(12-07-2015, 01:13 AM)Diederik Wrote: The session data is always stored serverside. A cookie is data stored in the client side. When you use a session in PHP a small cookie is created (a session id token). That way the session id is stored clientside and PHP makes the connection between the user (based on the session id) and all the data inside the session (stored on server).

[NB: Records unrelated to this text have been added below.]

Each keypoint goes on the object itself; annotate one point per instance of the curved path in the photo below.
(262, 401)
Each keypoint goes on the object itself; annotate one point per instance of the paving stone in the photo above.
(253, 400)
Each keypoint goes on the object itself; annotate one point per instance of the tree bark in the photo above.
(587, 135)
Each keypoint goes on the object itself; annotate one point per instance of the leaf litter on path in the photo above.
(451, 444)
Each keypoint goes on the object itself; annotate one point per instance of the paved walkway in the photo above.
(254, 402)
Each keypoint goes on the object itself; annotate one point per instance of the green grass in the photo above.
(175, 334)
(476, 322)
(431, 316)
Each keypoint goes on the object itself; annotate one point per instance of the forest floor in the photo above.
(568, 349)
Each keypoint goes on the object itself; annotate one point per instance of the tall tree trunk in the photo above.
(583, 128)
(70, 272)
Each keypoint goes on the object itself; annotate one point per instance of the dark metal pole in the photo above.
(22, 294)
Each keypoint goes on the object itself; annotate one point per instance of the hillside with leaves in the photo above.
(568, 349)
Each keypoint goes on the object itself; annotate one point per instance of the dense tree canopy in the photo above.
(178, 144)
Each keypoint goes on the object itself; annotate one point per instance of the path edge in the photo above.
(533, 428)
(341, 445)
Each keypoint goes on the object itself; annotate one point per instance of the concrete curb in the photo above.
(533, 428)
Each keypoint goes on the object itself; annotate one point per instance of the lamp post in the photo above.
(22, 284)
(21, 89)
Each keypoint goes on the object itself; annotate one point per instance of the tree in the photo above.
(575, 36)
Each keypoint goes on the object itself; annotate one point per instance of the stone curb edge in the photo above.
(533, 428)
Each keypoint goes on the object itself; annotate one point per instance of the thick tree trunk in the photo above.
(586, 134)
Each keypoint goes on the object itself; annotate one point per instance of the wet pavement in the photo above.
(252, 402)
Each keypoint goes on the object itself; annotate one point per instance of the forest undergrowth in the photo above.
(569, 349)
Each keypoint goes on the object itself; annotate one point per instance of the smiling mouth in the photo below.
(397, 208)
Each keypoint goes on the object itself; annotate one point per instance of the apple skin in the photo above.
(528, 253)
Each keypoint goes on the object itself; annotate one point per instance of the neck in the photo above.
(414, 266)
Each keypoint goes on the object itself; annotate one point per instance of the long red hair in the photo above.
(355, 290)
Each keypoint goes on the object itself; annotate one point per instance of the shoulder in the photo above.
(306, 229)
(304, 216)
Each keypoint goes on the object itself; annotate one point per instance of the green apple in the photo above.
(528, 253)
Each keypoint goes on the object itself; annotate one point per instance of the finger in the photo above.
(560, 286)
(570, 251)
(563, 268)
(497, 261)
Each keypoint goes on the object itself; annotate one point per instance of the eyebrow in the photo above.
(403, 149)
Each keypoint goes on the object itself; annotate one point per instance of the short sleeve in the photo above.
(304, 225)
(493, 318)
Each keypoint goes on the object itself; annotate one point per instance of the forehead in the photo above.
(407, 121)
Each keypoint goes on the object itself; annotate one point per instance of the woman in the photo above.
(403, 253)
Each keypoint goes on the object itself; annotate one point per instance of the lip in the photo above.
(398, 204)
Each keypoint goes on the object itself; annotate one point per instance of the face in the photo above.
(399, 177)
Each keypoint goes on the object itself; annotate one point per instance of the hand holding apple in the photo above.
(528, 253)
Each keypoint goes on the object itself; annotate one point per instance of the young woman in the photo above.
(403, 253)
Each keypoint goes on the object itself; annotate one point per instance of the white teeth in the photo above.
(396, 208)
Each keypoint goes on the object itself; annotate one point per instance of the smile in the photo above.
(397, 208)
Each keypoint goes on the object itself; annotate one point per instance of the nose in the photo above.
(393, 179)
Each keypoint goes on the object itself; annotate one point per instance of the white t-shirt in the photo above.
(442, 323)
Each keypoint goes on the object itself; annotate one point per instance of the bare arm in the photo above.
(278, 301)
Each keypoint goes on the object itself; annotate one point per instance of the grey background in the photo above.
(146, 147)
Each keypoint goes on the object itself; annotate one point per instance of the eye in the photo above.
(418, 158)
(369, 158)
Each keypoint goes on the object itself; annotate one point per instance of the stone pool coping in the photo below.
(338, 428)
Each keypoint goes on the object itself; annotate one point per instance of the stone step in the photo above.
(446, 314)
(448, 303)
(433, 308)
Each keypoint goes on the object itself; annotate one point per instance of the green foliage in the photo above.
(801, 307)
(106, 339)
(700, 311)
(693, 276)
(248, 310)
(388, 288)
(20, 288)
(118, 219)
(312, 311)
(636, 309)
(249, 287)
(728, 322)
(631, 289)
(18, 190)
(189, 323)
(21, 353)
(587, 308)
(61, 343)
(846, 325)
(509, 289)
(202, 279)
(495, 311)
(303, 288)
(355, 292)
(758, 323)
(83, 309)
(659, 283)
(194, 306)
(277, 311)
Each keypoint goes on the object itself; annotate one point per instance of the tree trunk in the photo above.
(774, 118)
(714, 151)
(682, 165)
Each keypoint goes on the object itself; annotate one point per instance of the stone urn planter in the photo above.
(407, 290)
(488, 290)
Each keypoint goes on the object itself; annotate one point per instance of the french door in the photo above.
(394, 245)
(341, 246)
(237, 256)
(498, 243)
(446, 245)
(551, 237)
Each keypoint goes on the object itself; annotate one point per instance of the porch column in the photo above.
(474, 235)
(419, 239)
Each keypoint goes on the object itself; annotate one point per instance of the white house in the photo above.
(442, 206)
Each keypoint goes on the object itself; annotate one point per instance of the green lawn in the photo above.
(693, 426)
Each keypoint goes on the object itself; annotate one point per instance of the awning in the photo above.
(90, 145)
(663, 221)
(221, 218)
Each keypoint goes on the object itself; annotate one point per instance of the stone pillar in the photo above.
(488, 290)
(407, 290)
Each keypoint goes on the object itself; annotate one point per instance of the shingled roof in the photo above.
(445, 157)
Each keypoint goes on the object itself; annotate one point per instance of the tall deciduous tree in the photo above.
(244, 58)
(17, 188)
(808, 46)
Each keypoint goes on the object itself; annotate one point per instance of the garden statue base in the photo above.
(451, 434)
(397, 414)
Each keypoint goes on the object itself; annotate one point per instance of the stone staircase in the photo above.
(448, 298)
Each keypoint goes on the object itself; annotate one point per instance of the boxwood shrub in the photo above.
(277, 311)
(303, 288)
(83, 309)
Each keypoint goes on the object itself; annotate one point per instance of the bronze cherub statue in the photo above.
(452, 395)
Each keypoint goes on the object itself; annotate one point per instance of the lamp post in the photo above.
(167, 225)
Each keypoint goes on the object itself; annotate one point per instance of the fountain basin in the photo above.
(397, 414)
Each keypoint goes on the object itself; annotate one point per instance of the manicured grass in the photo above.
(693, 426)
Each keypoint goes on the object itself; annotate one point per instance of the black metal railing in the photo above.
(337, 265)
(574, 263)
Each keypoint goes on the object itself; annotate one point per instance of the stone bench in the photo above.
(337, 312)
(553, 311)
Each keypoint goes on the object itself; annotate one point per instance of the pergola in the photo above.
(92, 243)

The SQL that is used to create the table that stores the sessions:
Code:
CREATE TABLE IF NOT EXISTS `ci_sessions` (
session_id varchar(40) DEFAULT '0' NOT NULL,
ip_address varchar(45) DEFAULT '0' NOT NULL,
user_agent varchar(120) NOT NULL,
last_activity int(10) unsigned DEFAULT 0 NOT NULL,
user_data text NOT NULL,
PRIMARY KEY (session_id),
KEY `last_activity_idx` (`last_activity`)
);
The data itself is stored as a TEXT field which can hold 64 Kilobytes. The 4K you refer to is the max size of a cookie (all cookies for a domain are counted together).
This SQL code refers to the CI2 sessions ... which are in fact always stored in a cookie. Even when you use a database, it's just a duplicate of the cookie-stored data.
CI3 matches your description, but uses a different database structure (that is, if you pick the database session driver).